Le chef du gouvernement, Patrice Trovoada, avait affirmé, le 25 novembre, que quatre assaillants avaient été capturés après six heures d’échanges de tirs au quartier général de l’armée dans la capitale, Sao Tomé, ainsi que deux « commanditaires » arrêtés plus tard chez eux, dont l’ex-président de l’Assemblée nationale sortante et opposant, Delfim Nevès.
Le même jour, de nombreuses photos et vidéos, non authentifiées par l’AFP, circulaient abondamment sur les réseaux sociaux. Elles prétendaient montrer des actes de torture et des interrogatoires musclés de trois des assaillants et de l’un des « commanditaires » présumés, Arlécio Costa, opposant et ancien mercenaire, par des hommes en treillis militaires. Puis d’autres images prétendaient montrer les quatre mêmes hommes décédés.
Deux jours plus tard, le chef d’état-major, Olinto Paquete, annonçait que trois des quatre assaillants avaient été tués dans une « explosion », sans plus de détails, qu’Arlécio Costa avait péri « en sautant d’un véhicule », et que 12 militaires ayant « participé » à la tentative de putsch avaient été arrêtés.
M. Paquete a annoncé sa démission lors d’un point presse jeudi, a indiqué STP-Press. Il a mentionné notamment la diffusion d’images choquantes, et assuré ne pouvoir « accepter de telles atrocités et des actes de trahison qui portent atteinte à la patrie ». Le gouvernement a quant à lui demandé aux autorités judiciaires « d’enquêter sur des actes cruels, dégradants et inhumains perpétrés contre des individus à l’état-major des armées et dont les images ont choqué et indigné la société », écrit l’agence santoméenne, citant une note du gouvernement. Celle-ci précise que ces actes présumés ont été perpétrés « sur des individus impliqués dans la tentative de coup d’Etat et l’assaut contre l’état-major » du vendredi 25 novembre.
« Zones d’ombre »
M. Trovoada avait affirmé devant les caméras que l’armée avait déjoué une « tentative de coup d’Etat » et que quatre assaillants capturés avaient « dénoncé » MM. Nevès et Costa comme étant les « commanditaires ». Mais des Santoméens et des ONG locales multiplient, depuis, les posts sur les réseaux sociaux soulevant des « zones d’ombre » dans les faits et leur chronologie, et les commentaires acerbes ou horrifiés sur les photos et vidéos diffusées.

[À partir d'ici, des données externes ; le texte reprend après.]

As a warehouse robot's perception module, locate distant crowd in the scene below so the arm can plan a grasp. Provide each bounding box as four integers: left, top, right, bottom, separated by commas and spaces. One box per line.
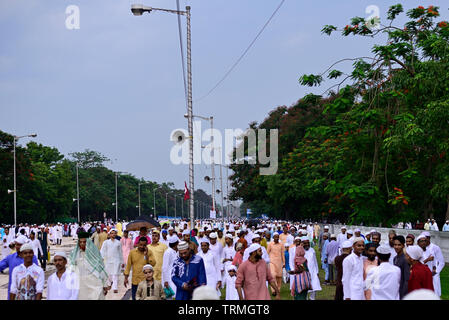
0, 219, 442, 300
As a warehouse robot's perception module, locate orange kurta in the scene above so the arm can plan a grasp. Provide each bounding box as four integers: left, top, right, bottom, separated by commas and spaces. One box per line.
267, 241, 285, 277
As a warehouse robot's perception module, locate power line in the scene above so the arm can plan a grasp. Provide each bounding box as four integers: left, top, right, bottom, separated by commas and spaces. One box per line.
195, 0, 285, 102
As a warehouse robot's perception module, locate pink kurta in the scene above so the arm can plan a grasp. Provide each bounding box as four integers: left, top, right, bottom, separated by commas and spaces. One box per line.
120, 237, 134, 263
267, 241, 285, 277
235, 259, 274, 300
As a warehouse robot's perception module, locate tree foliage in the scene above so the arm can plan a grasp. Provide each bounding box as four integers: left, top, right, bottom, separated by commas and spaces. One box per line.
231, 4, 449, 224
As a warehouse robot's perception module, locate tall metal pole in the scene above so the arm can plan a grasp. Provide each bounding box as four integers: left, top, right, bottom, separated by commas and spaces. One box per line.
226, 166, 229, 222
14, 136, 17, 227
115, 172, 118, 222
153, 188, 156, 219
76, 162, 81, 223
186, 6, 195, 229
219, 165, 224, 226
210, 117, 215, 214
138, 183, 141, 216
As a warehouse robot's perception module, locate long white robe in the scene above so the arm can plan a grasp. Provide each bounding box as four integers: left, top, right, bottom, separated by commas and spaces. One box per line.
198, 250, 221, 295
225, 274, 239, 300
100, 239, 124, 276
73, 252, 105, 300
365, 262, 401, 300
341, 252, 365, 300
161, 247, 178, 296
302, 248, 321, 291
421, 243, 445, 297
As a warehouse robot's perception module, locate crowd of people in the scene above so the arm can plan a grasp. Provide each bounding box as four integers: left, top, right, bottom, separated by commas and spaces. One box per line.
0, 220, 445, 300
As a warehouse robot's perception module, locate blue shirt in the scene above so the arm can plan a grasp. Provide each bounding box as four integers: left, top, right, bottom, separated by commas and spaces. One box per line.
172, 254, 207, 300
321, 239, 329, 263
326, 240, 338, 264
0, 252, 39, 300
284, 250, 290, 271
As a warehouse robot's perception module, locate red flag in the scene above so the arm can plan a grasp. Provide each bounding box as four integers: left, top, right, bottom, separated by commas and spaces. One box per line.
184, 181, 190, 200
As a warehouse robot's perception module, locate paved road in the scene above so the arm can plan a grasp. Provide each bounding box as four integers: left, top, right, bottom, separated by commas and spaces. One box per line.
0, 237, 131, 300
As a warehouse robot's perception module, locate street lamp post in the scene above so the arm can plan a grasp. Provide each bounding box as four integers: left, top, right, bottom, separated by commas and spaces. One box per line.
8, 133, 37, 226
138, 182, 148, 216
131, 4, 195, 226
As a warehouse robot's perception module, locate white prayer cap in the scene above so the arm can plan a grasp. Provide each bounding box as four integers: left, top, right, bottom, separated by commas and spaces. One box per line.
405, 246, 424, 260
246, 243, 261, 255
178, 241, 189, 251
54, 251, 67, 260
341, 240, 352, 249
228, 264, 237, 272
349, 237, 365, 244
168, 236, 179, 243
376, 244, 391, 254
142, 264, 154, 271
14, 235, 28, 244
20, 243, 33, 252
416, 233, 427, 241
402, 289, 441, 300
192, 286, 220, 300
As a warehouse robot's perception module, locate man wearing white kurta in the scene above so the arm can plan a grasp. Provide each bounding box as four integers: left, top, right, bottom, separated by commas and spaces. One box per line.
417, 231, 445, 297
341, 237, 365, 300
288, 237, 301, 290
302, 236, 321, 300
100, 229, 125, 293
198, 240, 221, 296
365, 245, 401, 300
161, 237, 179, 299
47, 251, 79, 300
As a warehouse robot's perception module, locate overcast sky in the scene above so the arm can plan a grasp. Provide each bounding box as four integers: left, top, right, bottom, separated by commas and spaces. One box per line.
0, 0, 448, 192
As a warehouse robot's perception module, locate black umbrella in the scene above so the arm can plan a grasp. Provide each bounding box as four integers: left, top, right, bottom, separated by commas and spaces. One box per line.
126, 216, 161, 231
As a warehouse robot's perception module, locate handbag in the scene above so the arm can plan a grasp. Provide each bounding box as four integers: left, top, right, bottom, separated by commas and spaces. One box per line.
295, 271, 312, 293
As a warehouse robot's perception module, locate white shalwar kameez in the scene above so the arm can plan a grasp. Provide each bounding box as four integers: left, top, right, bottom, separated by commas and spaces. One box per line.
341, 252, 365, 300
302, 248, 322, 300
72, 251, 105, 300
198, 250, 221, 296
100, 239, 124, 290
225, 274, 240, 300
161, 247, 178, 299
365, 262, 401, 300
421, 243, 445, 297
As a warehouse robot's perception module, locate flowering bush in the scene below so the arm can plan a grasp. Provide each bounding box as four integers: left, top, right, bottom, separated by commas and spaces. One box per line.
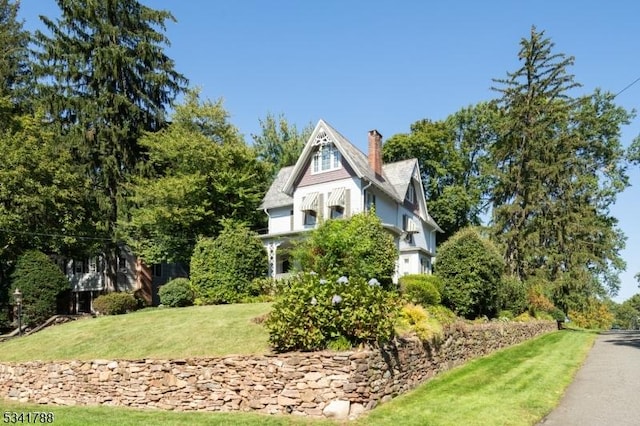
266, 273, 399, 351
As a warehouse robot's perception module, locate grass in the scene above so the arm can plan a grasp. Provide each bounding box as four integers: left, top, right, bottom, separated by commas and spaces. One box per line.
0, 303, 271, 361
0, 304, 596, 426
361, 330, 596, 426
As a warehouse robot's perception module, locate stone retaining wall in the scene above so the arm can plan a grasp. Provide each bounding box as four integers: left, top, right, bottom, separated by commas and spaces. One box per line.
0, 322, 556, 417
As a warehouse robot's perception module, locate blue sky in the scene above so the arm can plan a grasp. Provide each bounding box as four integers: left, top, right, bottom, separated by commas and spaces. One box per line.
21, 0, 640, 301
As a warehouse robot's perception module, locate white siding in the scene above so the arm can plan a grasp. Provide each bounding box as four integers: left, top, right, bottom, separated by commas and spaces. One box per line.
269, 206, 293, 234
292, 178, 361, 233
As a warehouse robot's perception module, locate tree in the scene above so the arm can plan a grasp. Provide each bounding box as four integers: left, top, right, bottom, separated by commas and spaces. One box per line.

M. Nevès, remis en liberté sous contrôle judiciaire mardi, a dénoncé le lendemain devant la presse un « simulacre » destiné à « éliminer » physiquement des « personnalités politiques gênantes » dont il « fait partie ». Et accusé ses auteurs d’avoir tué ceux qui pouvaient les confondre, M. Costa et les trois assaillants.
Dans l’après-midi, le premier ministre a battu en brèche les accusations selon lesquelles la tentative de coup d’Etat serait une manœuvre du pouvoir : « Quel serait le but du gouvernement d’organiser un coup d’Etat contre lui-même alors que nous avons pris nos fonctions il y a quinze jours ? », a interrogé M Trovoada.
Sao Tomé-et-Principe, petit archipel très pauvre du golfe de Guinée, indépendant du Portugal depuis 1975, est considéré comme un modèle de démocratie parlementaire en Afrique, où les alternances au pouvoir se font sans heurts depuis la fin du régime du parti unique en 1991. Et malgré deux tentatives de coups d’Etat, en 2003 et 2009, dans lesquelles, déjà, Arlécio Costa avait été impliqué, arrêté et condamné, puis gracié.